Prices of hard coking coal -- a key steelmaking ingredient -- are about USD 300 a tonne from about USD 200 a tonne a year ago, because of logistical bottlenecks and tighter supply due to flooding which hit top producer Australia earlier this year.

If prices rise further however, some buyers will start to use substitutes such as semi-soft coal or other qualities of coal.

"(Lower coal grades) are good enough but they affect the production process," Gerretse said.

"In today's market, where you don't have the full utilisation of assets you can use lower coking coals."

Tata Steel agreed to sell its 26% stake in Australia's Riversdale to Rio Tinto  for USD 1.1 billion earlier this month, giving the Anglo-Australian giant full control of the coal miner.

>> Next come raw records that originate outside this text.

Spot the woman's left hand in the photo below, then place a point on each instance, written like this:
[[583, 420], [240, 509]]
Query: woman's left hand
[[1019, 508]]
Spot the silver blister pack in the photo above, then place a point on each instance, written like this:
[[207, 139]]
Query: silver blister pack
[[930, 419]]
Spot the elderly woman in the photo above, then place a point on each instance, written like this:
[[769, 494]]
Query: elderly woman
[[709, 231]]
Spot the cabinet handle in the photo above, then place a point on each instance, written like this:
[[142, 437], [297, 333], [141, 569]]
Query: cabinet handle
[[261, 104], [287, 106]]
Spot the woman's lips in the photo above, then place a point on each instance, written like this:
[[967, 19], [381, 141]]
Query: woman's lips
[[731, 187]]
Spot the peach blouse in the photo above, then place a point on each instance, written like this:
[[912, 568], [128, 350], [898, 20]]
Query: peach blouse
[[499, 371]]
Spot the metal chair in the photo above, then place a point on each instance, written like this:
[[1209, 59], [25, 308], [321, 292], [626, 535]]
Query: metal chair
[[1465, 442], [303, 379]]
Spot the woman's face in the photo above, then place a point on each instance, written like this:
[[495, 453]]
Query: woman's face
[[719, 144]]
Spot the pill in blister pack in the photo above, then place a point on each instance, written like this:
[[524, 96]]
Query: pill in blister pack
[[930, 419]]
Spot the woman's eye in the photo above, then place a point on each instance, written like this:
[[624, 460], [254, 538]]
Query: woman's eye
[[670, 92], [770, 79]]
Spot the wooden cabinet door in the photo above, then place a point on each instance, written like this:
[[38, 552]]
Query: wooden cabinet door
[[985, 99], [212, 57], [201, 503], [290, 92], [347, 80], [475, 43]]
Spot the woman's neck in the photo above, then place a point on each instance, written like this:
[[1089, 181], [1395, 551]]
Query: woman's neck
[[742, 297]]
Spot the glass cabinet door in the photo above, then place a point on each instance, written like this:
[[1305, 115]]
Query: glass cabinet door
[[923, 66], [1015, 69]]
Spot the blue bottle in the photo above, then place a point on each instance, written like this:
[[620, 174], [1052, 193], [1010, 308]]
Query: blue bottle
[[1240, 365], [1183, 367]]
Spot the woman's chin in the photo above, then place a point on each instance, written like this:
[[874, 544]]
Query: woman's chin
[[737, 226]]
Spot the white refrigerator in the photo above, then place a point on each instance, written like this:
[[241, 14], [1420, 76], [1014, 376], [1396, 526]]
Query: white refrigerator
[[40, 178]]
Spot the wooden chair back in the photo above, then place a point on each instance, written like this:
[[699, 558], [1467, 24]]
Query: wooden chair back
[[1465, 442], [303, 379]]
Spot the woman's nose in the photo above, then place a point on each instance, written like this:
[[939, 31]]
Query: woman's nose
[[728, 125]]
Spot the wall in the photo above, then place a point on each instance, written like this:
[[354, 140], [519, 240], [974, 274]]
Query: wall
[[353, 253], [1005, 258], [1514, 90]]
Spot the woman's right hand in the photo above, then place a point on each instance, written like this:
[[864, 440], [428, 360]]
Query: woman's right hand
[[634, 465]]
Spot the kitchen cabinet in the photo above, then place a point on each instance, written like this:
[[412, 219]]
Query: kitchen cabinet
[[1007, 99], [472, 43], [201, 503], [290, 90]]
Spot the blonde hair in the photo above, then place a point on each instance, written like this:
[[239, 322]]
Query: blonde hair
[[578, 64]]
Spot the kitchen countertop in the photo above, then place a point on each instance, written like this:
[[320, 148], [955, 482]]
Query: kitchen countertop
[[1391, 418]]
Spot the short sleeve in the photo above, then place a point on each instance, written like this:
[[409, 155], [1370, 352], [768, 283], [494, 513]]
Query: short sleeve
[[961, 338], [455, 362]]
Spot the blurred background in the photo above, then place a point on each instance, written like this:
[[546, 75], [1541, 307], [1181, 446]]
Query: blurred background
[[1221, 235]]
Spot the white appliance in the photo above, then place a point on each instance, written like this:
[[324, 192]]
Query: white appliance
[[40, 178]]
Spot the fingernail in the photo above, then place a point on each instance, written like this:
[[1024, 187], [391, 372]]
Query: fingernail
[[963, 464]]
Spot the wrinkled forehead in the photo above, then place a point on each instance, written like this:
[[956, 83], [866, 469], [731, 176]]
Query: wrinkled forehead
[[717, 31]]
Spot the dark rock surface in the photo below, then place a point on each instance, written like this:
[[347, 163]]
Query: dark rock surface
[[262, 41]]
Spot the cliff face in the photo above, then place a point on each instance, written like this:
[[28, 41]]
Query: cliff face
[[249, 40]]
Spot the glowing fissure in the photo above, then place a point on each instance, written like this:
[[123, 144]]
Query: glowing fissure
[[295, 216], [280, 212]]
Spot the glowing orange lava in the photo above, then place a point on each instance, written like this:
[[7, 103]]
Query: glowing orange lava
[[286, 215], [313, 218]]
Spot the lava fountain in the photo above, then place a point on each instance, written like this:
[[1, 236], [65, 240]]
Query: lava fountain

The Indian branch of Tata Steel imports some coking coal but it is already self-sufficient in iron ore. Tata Europe has 10-12% self-sufficiency in raw materials.

"Iron ore is not scarce; there is a lot of it in Africa," Gerretse said.

"It is just about how quickly we can develop the assets linked to the growth of production in China. In the short term there is some tightness but in the next five years the situation will be better," he added.

"It is all about people daring to invest in African countries," he added, underlining that political risk and logistics are the major difficulties for miners in the continent.

Tata Steel buys iron ore on a quarterly pricing basis from the main miners and smaller volumes on annual basis from smaller companies such as Swedish state-owned producer LKAB.

It buys coking coal on a mix of annual and quarterly pricing basis depending on the supplier.

Tata Steel is also investigating the use of iron ore derivatives but will not use these financial instruments unless the market attracts more liquidity, group director of procurement Gerretse added.

Iron ore swaps trade got a boost when miners Vale, BHP Billiton  and Rio Tinto dumped a decades-old annual benchmark system for the steel feedstock and moved to quarterly pricing in 2010.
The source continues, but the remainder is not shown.